Rachel Rhodes, a project scientist at the Benioff Ocean Science Laboratory who led the initiative, said the concentration of whales overlaps with a high-traffic corridor in the bay between Angel Island, Alcatraz and Treasure Island—directly intersecting ferry routes and shipping lanes. She said the amount of collision risk has become so high that response teams treating stranded whales have sometimes “run out of places to even land dead whales.”

The technology behind WhaleSpotter blends AI screening with human verification. Researchers said artificial intelligence flags potential whale sightings, and trained marine mammal observers then verify those sightings. After verification, alerts go through radio channels to ferry operators and vessel traffic controllers, and detections are also posted publicly on the Whale Safe website.

Researchers said WhaleSpotter systems already exist on vessels and fixed installations elsewhere in the United States, Canada and Australia, but that the San Francisco Bay project is distinctive because it integrates land-based and vessel-mounted detections with official mariner alerts. Douglas McCauley, director of the Benioff lab, said early testing produced a “flood of detections,” and he described the surprise at the scale of whale activity as something that put him “a little bit on edge.”

McCauley said the system’s value comes from constant monitoring that can operate through the night and in foggy bay conditions, when human observations can be limited. Researchers installed a camera on Angel Island and planned another camera aboard a ferry traveling between downtown San Francisco and Vallejo, described as a “moving data collection platform,” with scientists hoping to expand coverage with additional cameras on the Golden Gate Bridge and Alcatraz.

The whale-detection push is also unfolding alongside other climate-linked risks to marine mammals. Researchers described a severe marine heat wave off the California coast that is shrinking the band of cold, nutrient-rich water where prey species such as krill, anchovies and sardines thrive, pushing humpback whales closer to shore. They said humpbacks are increasingly drawn into areas near the Dungeness crab fishery, where fishing gear creates entanglement hazards.

Kathi George, director of cetacean conservation biology at The Marine Mammal Center, said humpbacks can get lines caught on their bodies and may breach and roll in ways that lead to entanglement. She described how whales can then drag heavy gear for months, becoming unable to dive or feed properly, and may die from starvation, infection or drowning.

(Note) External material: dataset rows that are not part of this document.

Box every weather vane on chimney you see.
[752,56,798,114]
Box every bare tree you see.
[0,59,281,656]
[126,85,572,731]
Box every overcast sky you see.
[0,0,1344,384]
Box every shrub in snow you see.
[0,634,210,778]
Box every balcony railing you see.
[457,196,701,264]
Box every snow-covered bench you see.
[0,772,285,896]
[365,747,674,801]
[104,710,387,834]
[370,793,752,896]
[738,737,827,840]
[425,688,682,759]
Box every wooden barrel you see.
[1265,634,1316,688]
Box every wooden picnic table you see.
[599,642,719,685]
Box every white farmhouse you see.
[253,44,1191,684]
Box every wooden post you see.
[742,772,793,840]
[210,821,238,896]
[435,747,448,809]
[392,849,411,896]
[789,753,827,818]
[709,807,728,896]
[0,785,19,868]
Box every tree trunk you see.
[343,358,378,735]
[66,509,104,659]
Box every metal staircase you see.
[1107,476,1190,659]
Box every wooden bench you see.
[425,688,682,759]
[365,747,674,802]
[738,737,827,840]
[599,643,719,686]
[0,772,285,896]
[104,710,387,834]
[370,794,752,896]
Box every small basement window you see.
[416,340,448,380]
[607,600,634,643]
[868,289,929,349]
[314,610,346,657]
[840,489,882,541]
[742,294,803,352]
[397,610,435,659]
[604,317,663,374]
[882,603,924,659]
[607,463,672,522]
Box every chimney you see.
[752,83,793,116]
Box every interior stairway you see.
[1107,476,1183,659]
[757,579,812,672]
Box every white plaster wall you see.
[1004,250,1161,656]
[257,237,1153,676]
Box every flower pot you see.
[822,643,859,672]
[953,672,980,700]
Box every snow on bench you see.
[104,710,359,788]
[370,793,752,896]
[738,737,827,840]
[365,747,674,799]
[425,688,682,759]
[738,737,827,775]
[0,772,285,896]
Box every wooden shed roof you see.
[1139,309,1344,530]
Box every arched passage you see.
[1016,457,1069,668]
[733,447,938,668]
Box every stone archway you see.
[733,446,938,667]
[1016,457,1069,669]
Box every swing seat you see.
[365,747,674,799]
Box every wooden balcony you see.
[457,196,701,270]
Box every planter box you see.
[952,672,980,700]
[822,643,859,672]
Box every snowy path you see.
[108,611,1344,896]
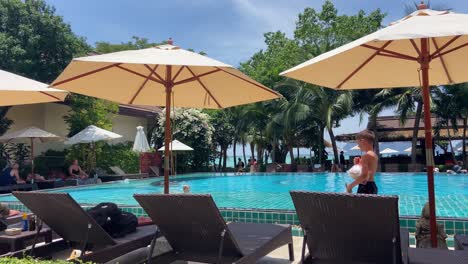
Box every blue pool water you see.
[0,173,468,218]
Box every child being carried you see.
[347,157,362,179]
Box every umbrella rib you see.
[432,38,453,83]
[145,64,164,82]
[145,64,166,83]
[216,67,283,97]
[116,65,165,85]
[40,92,62,101]
[337,40,392,88]
[172,65,185,82]
[187,66,223,108]
[410,39,421,57]
[431,35,461,59]
[361,44,418,61]
[431,42,468,59]
[129,64,159,104]
[174,66,220,85]
[52,63,122,86]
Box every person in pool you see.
[346,130,379,194]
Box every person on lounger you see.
[68,160,88,180]
[346,130,379,194]
[10,163,26,184]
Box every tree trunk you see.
[271,139,276,163]
[317,126,325,167]
[223,147,228,171]
[232,139,237,169]
[462,117,468,165]
[218,148,223,171]
[411,101,422,168]
[327,127,340,165]
[242,139,247,165]
[447,126,457,162]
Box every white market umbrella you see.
[158,139,193,151]
[0,70,68,106]
[281,3,468,247]
[0,127,62,179]
[158,139,193,174]
[133,126,150,173]
[52,39,281,193]
[380,148,399,154]
[65,125,122,168]
[133,126,150,153]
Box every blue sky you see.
[46,0,468,139]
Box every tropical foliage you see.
[151,108,214,172]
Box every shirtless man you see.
[346,130,379,194]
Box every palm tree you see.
[277,80,353,164]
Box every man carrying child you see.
[346,130,379,194]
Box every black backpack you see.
[88,203,138,238]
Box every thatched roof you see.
[336,116,463,142]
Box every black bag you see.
[88,203,138,238]
[108,212,138,238]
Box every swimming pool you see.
[0,173,468,218]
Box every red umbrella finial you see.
[418,1,427,10]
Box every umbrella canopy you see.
[0,70,68,106]
[0,127,62,176]
[52,39,281,193]
[158,139,193,151]
[281,2,468,247]
[133,126,150,152]
[380,148,399,154]
[65,125,122,145]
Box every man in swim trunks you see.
[346,130,379,194]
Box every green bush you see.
[96,142,140,173]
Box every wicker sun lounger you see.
[291,191,408,264]
[125,194,294,264]
[13,192,156,263]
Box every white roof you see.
[158,139,193,151]
[65,125,122,145]
[0,70,68,106]
[133,126,150,152]
[0,127,61,143]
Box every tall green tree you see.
[0,0,90,140]
[0,0,90,83]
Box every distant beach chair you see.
[119,194,294,263]
[10,192,156,263]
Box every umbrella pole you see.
[30,138,34,183]
[420,38,437,248]
[164,65,173,194]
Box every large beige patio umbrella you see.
[0,127,62,178]
[52,40,280,193]
[281,3,468,247]
[0,70,68,106]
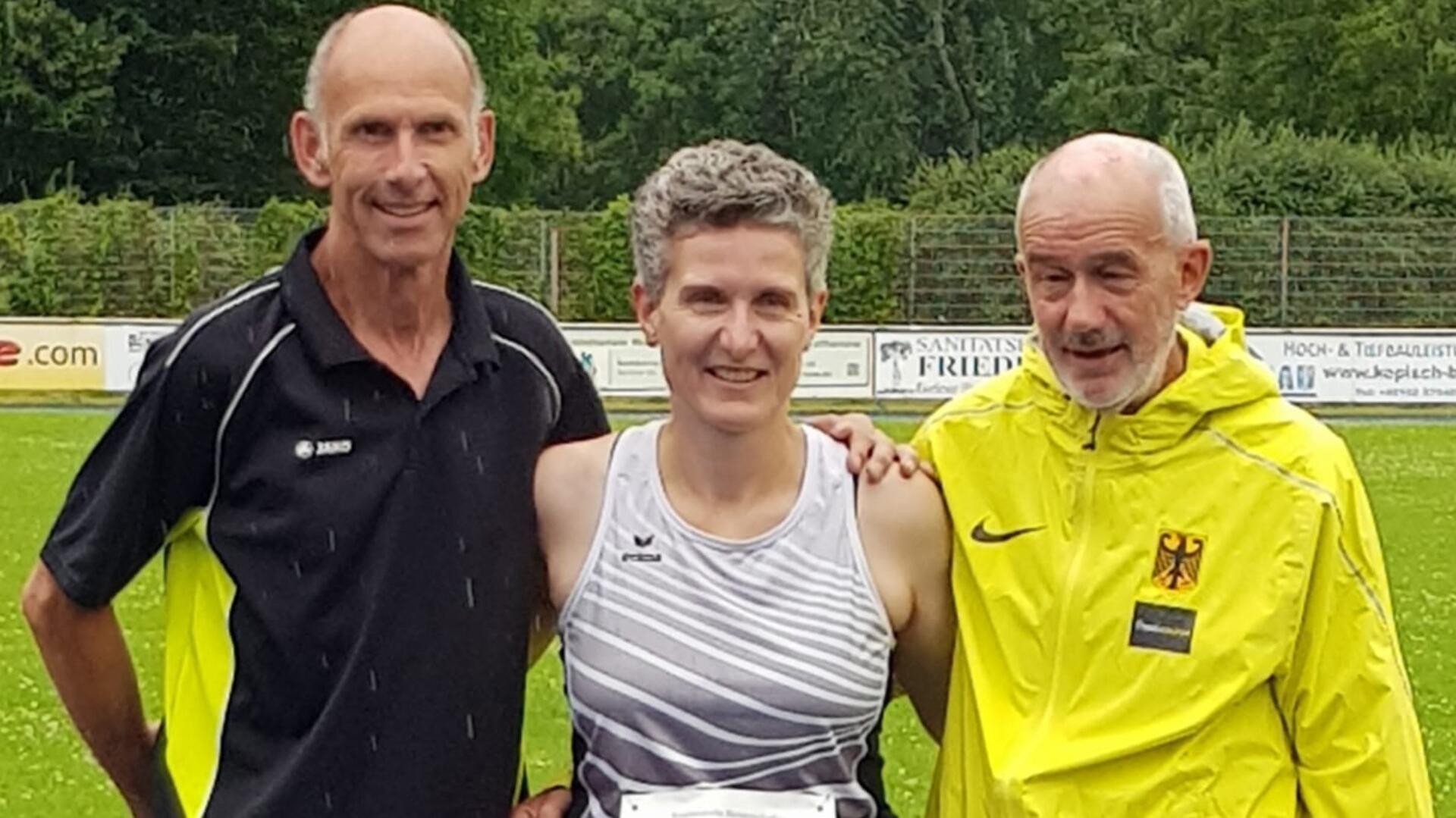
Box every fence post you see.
[168,208,177,310]
[905,215,920,323]
[1279,215,1288,328]
[546,227,560,316]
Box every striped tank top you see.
[559,421,894,818]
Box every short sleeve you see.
[41,334,228,609]
[546,337,611,444]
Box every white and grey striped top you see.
[559,422,894,818]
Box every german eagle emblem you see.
[1153,530,1204,591]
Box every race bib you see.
[622,789,834,818]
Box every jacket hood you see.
[1021,304,1279,453]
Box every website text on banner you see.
[0,318,105,391]
[8,318,1456,405]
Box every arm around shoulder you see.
[535,435,616,611]
[859,473,956,741]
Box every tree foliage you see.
[0,0,1456,206]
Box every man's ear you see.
[473,108,495,183]
[288,111,334,190]
[804,290,828,353]
[632,281,658,346]
[1178,239,1213,310]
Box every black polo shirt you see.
[41,231,607,818]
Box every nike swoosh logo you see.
[971,518,1046,543]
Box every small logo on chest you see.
[1152,528,1207,591]
[622,534,663,562]
[293,438,354,460]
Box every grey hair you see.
[1016,134,1198,245]
[303,6,485,155]
[632,139,834,301]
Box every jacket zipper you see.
[1082,412,1102,451]
[1009,412,1102,796]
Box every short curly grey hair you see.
[632,139,834,301]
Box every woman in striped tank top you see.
[521,141,954,818]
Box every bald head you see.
[303,5,485,149]
[1016,134,1198,245]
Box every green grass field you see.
[0,412,1456,818]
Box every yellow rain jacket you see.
[916,307,1431,818]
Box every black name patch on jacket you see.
[1127,603,1198,653]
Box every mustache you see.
[1060,329,1124,353]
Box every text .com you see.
[0,339,100,367]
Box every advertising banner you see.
[0,318,1456,405]
[875,328,1027,399]
[102,321,177,391]
[0,318,103,391]
[1249,332,1456,403]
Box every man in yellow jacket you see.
[916,134,1431,818]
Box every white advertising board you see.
[102,321,177,391]
[0,318,1456,405]
[875,328,1027,397]
[1249,331,1456,403]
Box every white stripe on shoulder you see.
[166,279,281,368]
[491,332,560,427]
[201,320,299,812]
[207,323,299,512]
[470,278,560,329]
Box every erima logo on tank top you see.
[622,534,663,562]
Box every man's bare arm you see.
[20,563,155,816]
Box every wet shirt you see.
[42,231,607,818]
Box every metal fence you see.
[474,214,1456,328]
[0,202,1456,328]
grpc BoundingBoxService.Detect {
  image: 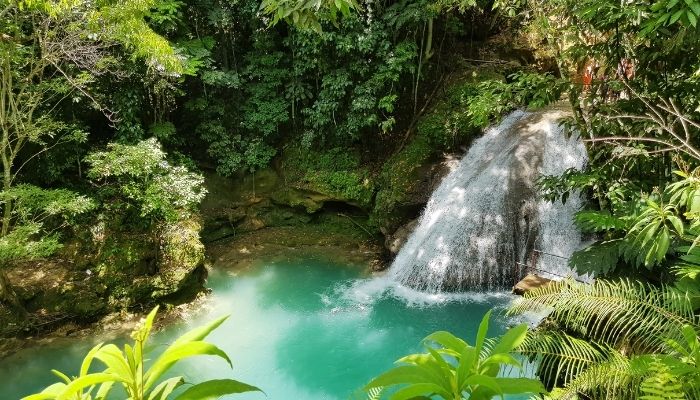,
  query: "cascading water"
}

[389,109,586,293]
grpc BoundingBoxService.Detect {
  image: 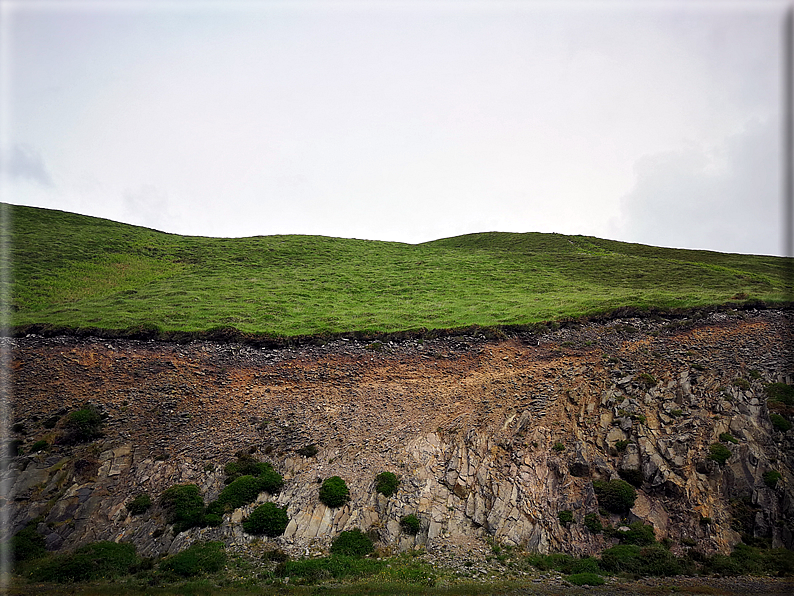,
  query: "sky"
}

[0,0,790,255]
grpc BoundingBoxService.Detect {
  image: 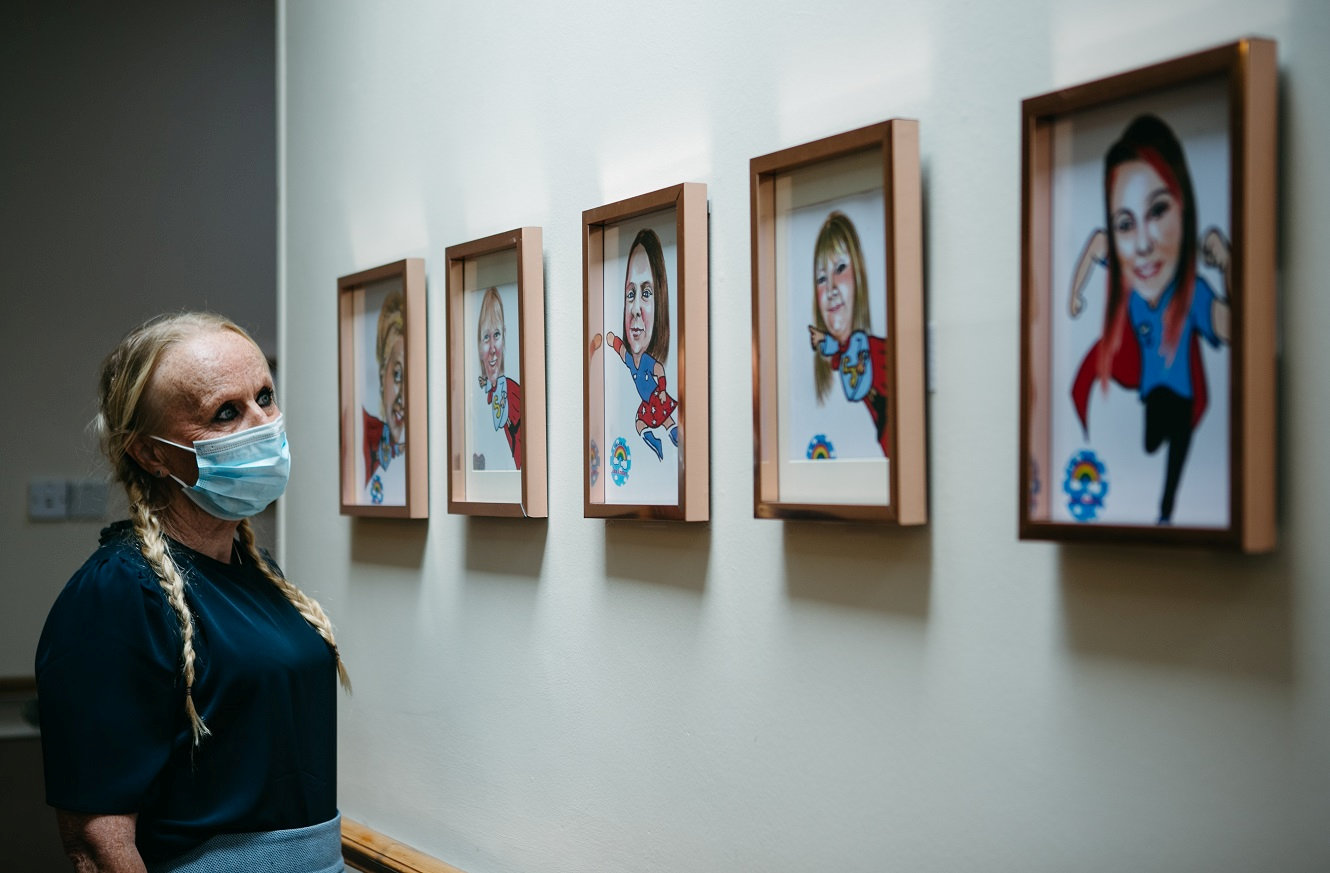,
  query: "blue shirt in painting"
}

[624,351,658,402]
[36,523,336,864]
[1128,275,1220,397]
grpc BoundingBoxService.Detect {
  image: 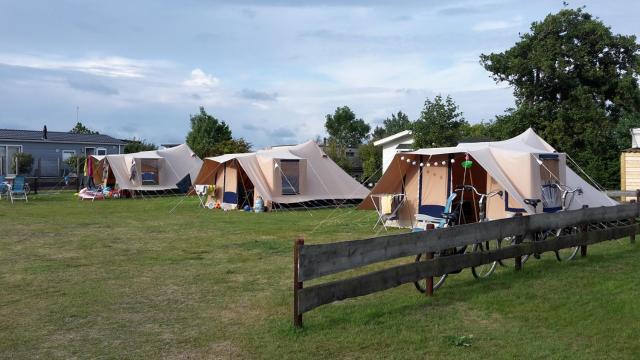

NOAA statistics cited by the researchers showed 36 whales confirmed entangled off the West Coast in 2024, described as the highest number since 2018, while scientists cautioned that many cases go undocumented. For this spring, California approved commercial use of ropeless pop-up crab fishing gear for the first time, replacing surface buoys tethered to traps with gear stored on the seafloor until fishermen return and trigger an acoustic release that brings the equipment to the surface.

Supporters said the technology would allow continued crab harvesting while reducing the risk to whales. Caitlynn Birch, Oceana’s Pacific campaign manager and a marine scientist, said California had developed whale-safe fishing technologies and hoped the approach could guide other fisheries as climate change reshapes ocean conditions and whale migration patterns, increasing the overlap between whales, ships and fishing gear.